Friday, January 25, 2008

Barkbelly by Cat Weatherill

I’m pretty sure I read about this one over at Pixie Stix. She has it tagged “Quirky and Hard to Define.” That it is. I enjoyed it, though. It would make a great read aloud- the epic quest for self-identification is moderately episodic, keeps you wondering what will happen next, and has great character names like Candy Pie and Farmer Muckledown. I like it so much that I immediately picked up the companion, Snowbone, but it was too much of a good thing. I think I only got through the first chapter before realizing that I was done with the adventure. At least for a while. So often I come back to Cathie Mercier’s comment about sequels: is there really more story to tell, or do you just want more? In this case, I think, yes, there is more story there, but I don’t need any more just yet.

This story seems very un-American to me (and indeed, the author is British), and I’m trying to decide why. Part of it is the landscape; American concepts of and attitudes towards wilderness are so different from European ones. This book in particular really channels England’s long history of fantastical creatures living alongside humans. We don’t have that a part of our cultural history. Hmmm… I’m going to have to think about this some more.

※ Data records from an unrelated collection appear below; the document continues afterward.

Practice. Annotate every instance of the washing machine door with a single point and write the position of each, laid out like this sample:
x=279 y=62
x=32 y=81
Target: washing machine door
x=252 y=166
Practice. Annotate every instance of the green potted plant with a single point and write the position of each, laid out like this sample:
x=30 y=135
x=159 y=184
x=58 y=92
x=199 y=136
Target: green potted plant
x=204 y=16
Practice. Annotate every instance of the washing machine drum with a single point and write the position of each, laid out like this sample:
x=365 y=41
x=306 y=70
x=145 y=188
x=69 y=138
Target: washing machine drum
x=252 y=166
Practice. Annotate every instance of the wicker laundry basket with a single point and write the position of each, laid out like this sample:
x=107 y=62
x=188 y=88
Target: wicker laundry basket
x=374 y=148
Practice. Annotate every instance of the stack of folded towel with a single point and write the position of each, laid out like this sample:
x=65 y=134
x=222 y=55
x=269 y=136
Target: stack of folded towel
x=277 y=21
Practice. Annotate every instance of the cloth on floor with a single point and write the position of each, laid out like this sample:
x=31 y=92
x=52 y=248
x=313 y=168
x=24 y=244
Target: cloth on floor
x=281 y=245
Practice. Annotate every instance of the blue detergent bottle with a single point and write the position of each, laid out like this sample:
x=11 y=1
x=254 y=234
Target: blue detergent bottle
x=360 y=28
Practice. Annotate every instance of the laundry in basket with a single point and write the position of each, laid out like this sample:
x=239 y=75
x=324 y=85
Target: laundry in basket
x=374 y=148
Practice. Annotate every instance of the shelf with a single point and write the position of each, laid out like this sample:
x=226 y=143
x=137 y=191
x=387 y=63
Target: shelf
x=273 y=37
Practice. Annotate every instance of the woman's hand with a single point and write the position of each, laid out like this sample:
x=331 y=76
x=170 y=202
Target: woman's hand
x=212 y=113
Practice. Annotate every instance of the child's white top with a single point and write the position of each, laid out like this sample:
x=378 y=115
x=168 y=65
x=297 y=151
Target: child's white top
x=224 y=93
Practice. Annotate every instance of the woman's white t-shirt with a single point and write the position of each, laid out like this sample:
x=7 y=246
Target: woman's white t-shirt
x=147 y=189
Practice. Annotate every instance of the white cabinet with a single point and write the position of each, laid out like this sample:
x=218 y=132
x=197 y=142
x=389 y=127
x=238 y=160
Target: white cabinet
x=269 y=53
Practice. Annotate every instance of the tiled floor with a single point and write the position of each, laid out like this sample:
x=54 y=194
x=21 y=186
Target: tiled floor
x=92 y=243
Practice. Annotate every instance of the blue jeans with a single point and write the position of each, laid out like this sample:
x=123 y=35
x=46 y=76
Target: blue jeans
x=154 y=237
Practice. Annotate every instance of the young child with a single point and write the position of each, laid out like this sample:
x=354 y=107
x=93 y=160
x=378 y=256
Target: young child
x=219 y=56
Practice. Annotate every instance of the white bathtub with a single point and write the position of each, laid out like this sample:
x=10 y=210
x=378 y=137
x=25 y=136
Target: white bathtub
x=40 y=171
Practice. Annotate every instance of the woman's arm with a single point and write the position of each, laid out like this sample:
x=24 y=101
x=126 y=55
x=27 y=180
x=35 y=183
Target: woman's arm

I’m fascinated by covers and how they change from country to country
and over time to appeal to new readers. This one is so much more appealing. I’m not sure if it’s the UK cover, or the new paperback one.

Tuesday, January 15, 2008

Kingdom Keepers by Ridley Pearson

I read this because one of my 6th graders kept telling me how good it was. It came out in 2005, and I’m sure it’s not a coincidence that Gail Carson Levine’s Fairy Dust and the Quest for the Egg came out that same year. It seems that Disney paid a lot of money to talented writers to flesh out bad storylines involving classic Disney characters. (Although, I adore David Christiana’s illustrations in the latter.) This book has a lot of good elements- a mismatched group of kids who have to overcome their differences to save the world (including one who is treasonous), three-dimensional holographs that enable the kids to enter a parallel, sinister world, and roller coasters. Unfortunately, the story just doesn’t hang together well. Aside from the main character and the one who defects to the dark side, the kids are pretty much interchangeable. One of the more annoying plot contrivances is the man who seems to know what the kids need to do to save Disneyland from the villains, but insists that the kids have to find out for themselves. It’s never really clear why he can’t solve the problem himself.

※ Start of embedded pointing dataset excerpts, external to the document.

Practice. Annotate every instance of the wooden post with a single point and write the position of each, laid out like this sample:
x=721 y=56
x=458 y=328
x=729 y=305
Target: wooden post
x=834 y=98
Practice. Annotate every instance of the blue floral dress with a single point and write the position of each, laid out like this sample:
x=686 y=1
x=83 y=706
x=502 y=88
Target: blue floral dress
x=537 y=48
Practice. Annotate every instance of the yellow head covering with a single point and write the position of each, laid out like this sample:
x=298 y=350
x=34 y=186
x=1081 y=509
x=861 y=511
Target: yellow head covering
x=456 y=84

Wednesday, January 9, 2008

Dragon Slippers by Jessica Day George

I read about this on a blog somewhere and it made it onto my “to read” list, but I don’t remember where I saw it written up. Probably on someone’s Best of 2007 list. It’s a nice variant on the Capable Girl theme, and, again, the cover doesn’t do it justice. It has a lot of humor to it, starting with the aunt who gives the main character, Creel, to the dragon so that a knight can rescue, and then marry, her, saving the entire family from financial ruin. The dragon society that George creates is rich, and I loved the passages about Creel’s embroidery and dress-making skills. I can see this one being a hit with the 9-11 crowd, while they’re waiting for the next Inkworld.

Saturday, January 5, 2008

Elvis and Olive by Stephanie Watson

I grabbed this one out of the galley pile at the store one day when I needed something to read at lunch. It’s solid realistic, opposites attract, friendship fiction, if somewhat exaggerated. Each of the girls is an extreme- the straight-A good girl from a health-food yuppie family, and the off-beat, free spirit, untruthful girl with a questionable history. There are plenty of morals, and you won’t miss them, but I’m sure kids will be amused by Annie’s antics, and may identify with her slice-of-life friendship with Natalie.